How is it possible to hold a piece of paper with one hand and sneakily snag a phone (or a wallet) with the same hand? We didn’t get it until we watched our video later.
The video also showed that the oldest boy, about 20 with unshaven peach fuzz, had sent in the two youngsters, who worked on adjacent tables almost simultaneously. Both failed in this instance.
The boys left the cafe and rejoined their friend. As they sauntered away, we were right there with them, demanding they speak with us. In a combination of French and English, they told us they’re Romanian. The two younger boys, pimply and beardless, were 14-16. The youngest-looking claimed to be 15. The oldest of the three, clearly the “controller” of the gang, was pierced and tattooed, the inside of his left wrist proclaiming “Born to kill.”
Surprisingly, the killer provided his email address and posed for a photo with the youngster. The other boy backed away from the pose.
We left the three boys and went back to the cafe. The smartphone theft almost-victims were still there, still relaxed, as if they were almost ripped off every day. Bob and I introduced ourselves and asked them what they’d seen. They had focused on the note, “something about money and eat,” the Belgian man said, “and he kept pointing to the word gracias.”
Aha! The almost-victims had seen something subtle which we couldn’t see from behind—a gesture so casually performed they hadn’t thought anything of it.

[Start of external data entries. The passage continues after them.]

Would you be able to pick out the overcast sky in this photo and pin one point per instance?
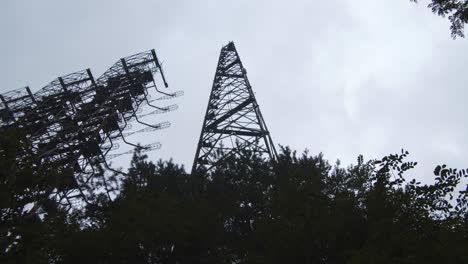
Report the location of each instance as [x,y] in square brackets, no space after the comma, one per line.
[340,77]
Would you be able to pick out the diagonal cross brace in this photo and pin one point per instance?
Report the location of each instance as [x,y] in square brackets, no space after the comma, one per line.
[229,114]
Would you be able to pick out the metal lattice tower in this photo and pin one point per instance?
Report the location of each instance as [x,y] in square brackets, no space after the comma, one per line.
[75,122]
[233,121]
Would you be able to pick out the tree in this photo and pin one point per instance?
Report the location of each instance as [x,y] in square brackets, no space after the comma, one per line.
[299,209]
[457,12]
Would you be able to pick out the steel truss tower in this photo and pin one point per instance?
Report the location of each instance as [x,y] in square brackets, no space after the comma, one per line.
[233,122]
[74,123]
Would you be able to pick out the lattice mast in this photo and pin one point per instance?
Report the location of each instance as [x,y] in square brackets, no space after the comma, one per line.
[233,122]
[75,122]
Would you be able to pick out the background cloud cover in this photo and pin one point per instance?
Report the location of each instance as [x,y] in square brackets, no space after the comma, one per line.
[339,77]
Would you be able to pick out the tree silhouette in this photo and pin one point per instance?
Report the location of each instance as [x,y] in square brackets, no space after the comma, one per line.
[299,209]
[457,12]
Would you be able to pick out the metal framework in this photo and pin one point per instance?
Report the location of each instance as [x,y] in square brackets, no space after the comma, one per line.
[233,122]
[75,122]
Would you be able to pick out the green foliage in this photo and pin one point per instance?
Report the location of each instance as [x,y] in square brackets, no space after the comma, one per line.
[457,12]
[299,209]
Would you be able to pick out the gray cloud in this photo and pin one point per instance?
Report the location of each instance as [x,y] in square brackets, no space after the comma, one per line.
[341,77]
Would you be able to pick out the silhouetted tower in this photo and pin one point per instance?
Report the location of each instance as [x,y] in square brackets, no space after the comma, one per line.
[233,121]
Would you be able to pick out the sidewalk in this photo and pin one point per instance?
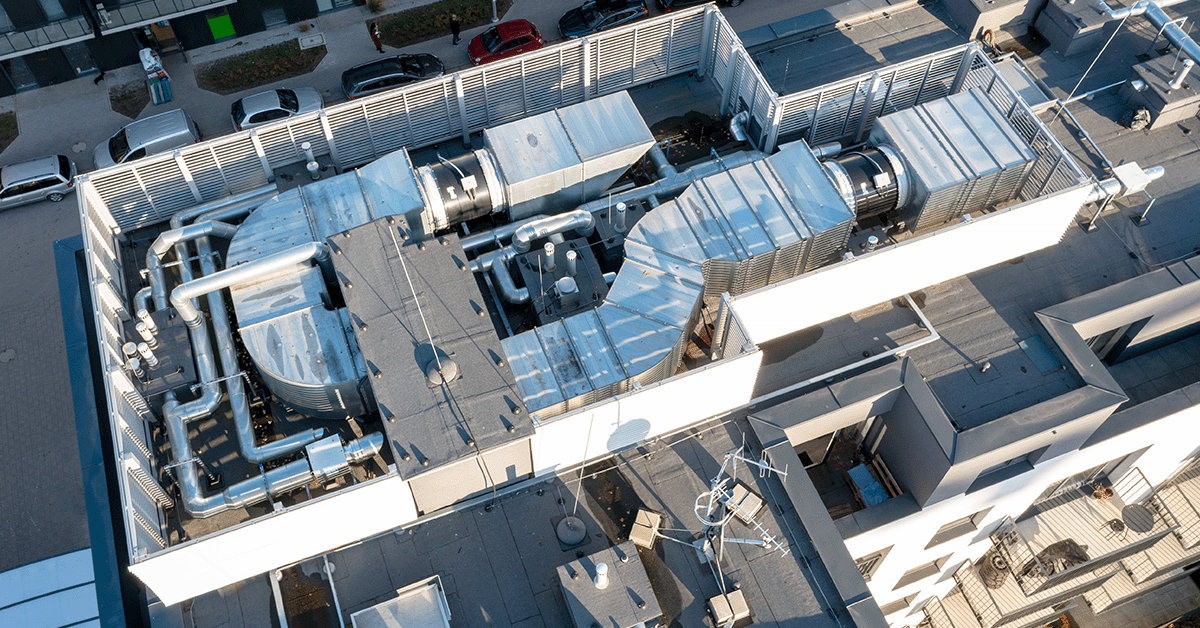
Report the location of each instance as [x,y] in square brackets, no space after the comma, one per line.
[73,117]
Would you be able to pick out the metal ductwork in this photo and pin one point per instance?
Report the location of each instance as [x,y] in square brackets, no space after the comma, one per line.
[789,219]
[579,220]
[1158,18]
[946,157]
[461,189]
[873,180]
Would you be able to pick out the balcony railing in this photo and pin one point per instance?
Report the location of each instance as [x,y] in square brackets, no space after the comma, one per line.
[1083,530]
[137,13]
[52,35]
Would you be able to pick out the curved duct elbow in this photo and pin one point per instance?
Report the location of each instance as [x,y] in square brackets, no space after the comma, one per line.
[181,297]
[579,220]
[462,189]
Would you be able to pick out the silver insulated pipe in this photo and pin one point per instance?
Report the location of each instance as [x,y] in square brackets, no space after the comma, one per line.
[181,297]
[247,444]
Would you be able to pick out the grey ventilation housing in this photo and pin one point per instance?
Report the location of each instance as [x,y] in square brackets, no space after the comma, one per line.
[735,231]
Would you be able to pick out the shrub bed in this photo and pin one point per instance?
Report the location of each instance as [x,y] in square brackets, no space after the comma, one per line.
[424,23]
[258,67]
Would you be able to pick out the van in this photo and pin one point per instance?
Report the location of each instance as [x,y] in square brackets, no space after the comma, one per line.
[157,133]
[42,179]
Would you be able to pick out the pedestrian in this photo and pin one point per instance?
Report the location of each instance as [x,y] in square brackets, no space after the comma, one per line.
[376,37]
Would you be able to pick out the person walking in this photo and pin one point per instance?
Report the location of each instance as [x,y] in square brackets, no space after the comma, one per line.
[376,37]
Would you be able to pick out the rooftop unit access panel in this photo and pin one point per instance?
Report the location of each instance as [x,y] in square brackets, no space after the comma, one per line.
[963,155]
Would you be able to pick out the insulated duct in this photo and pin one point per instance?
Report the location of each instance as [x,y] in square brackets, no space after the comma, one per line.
[462,189]
[873,180]
[730,231]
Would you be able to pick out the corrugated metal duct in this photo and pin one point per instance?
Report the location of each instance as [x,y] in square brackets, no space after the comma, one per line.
[735,231]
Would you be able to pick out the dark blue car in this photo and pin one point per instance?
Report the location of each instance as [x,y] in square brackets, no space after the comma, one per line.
[600,15]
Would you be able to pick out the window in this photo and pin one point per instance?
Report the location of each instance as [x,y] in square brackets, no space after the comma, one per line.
[923,572]
[53,10]
[957,528]
[898,605]
[869,564]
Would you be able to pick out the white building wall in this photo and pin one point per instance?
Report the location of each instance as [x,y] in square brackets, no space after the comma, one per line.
[1171,441]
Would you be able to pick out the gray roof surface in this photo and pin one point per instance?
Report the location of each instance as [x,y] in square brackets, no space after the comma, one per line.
[433,423]
[499,567]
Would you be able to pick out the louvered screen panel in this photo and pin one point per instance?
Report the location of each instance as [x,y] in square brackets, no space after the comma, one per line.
[205,173]
[723,55]
[239,162]
[309,131]
[432,112]
[352,133]
[613,63]
[685,42]
[571,88]
[504,93]
[652,52]
[797,117]
[543,84]
[389,123]
[161,179]
[832,113]
[277,145]
[475,100]
[124,197]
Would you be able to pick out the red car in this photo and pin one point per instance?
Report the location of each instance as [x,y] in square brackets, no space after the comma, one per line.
[504,40]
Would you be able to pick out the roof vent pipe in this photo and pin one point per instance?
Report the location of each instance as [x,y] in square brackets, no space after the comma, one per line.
[738,126]
[579,220]
[1159,19]
[1182,75]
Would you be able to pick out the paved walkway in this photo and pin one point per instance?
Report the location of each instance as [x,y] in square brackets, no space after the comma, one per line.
[1149,611]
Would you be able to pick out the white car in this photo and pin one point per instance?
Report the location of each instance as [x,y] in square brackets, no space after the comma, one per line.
[42,179]
[275,105]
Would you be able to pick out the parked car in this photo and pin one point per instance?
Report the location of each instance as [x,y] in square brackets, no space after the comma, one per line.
[275,105]
[385,73]
[600,15]
[504,40]
[148,136]
[42,179]
[671,5]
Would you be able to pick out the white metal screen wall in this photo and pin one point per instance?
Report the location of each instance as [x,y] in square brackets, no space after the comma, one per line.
[129,412]
[154,189]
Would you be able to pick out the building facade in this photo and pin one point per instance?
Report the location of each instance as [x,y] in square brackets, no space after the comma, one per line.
[46,42]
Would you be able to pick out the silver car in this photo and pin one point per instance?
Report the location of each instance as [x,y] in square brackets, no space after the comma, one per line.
[275,105]
[148,136]
[42,179]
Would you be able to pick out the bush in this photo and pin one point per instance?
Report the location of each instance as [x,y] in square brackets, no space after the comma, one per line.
[258,67]
[130,99]
[427,22]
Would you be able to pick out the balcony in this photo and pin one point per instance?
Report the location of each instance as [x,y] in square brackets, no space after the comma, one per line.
[52,35]
[1080,530]
[1000,603]
[138,13]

What they described was a trick worthy of a world-class magician. Masterful misdirection.
Bob and I are impressed by the devilish simplicity of the one-handed technique. Although we watched the boys fail, with practice these teenagers will turn a blithe deception into a powerful thievery tool.
Dear Readers: do not leave your valuables on cafe table tops! Now you see it—now you don’t. These thieves are magicians.
Read about Born-to-kill when we found him one month later and when he answers our questions.
Bob Arno’s take:
I have over fifty years’ experience watching magicians, mentalists, con artists, thieves, and financial criminals executing their ruses to fool, bamboozle, or divert attention from reality. Yes, I’m blasé when it comes to deceptive moves, be they performed by skillful politicians or close-up magicians at the Magic Castle.
But occasionally even I get taken in. In the case of the one-handed smartphone theft in Barcelona, which must be attempted hundreds of times a day, I could not immediately figure out the exact moves of the young Romanian pickpocket (whom we filmed in action), even though I replayed the video of his attempt over and over. Granted, the seven seconds of footage was from behind and wide-angle, and all the finer details were lost. It infuriated me that I couldn’t see or figure out the “tipping point” of the exercise.
Even replaying the interview with the mark didn’t shed light on the dexterity of the thieves, or their technique, until I played close attention to a small detail of the mark’s re-enactment of the thief’s approach, and the positions of his hands. It suddenly hit me—WOW—how simple; and yet how effective. And how absolutely insignificant the gesture would be to any victim sitting at a table sipping coffee with a smartphone (or wallet) on the table.
Yet, without that two-second move, the one-handed steal could never be perfected. These young, unsophisticated thieves, through practice, have accomplished a sort of fluid elegance that they repeat day after day, hour in hour out. It wreaks havoc on the celebrated Barcelona charm visitors experience as they people-watch over a drink or a coffee on La Rambla.
And no, we will not reveal the actual move! It would spread among all thieves who read our stories like weeds in a strawberry patch.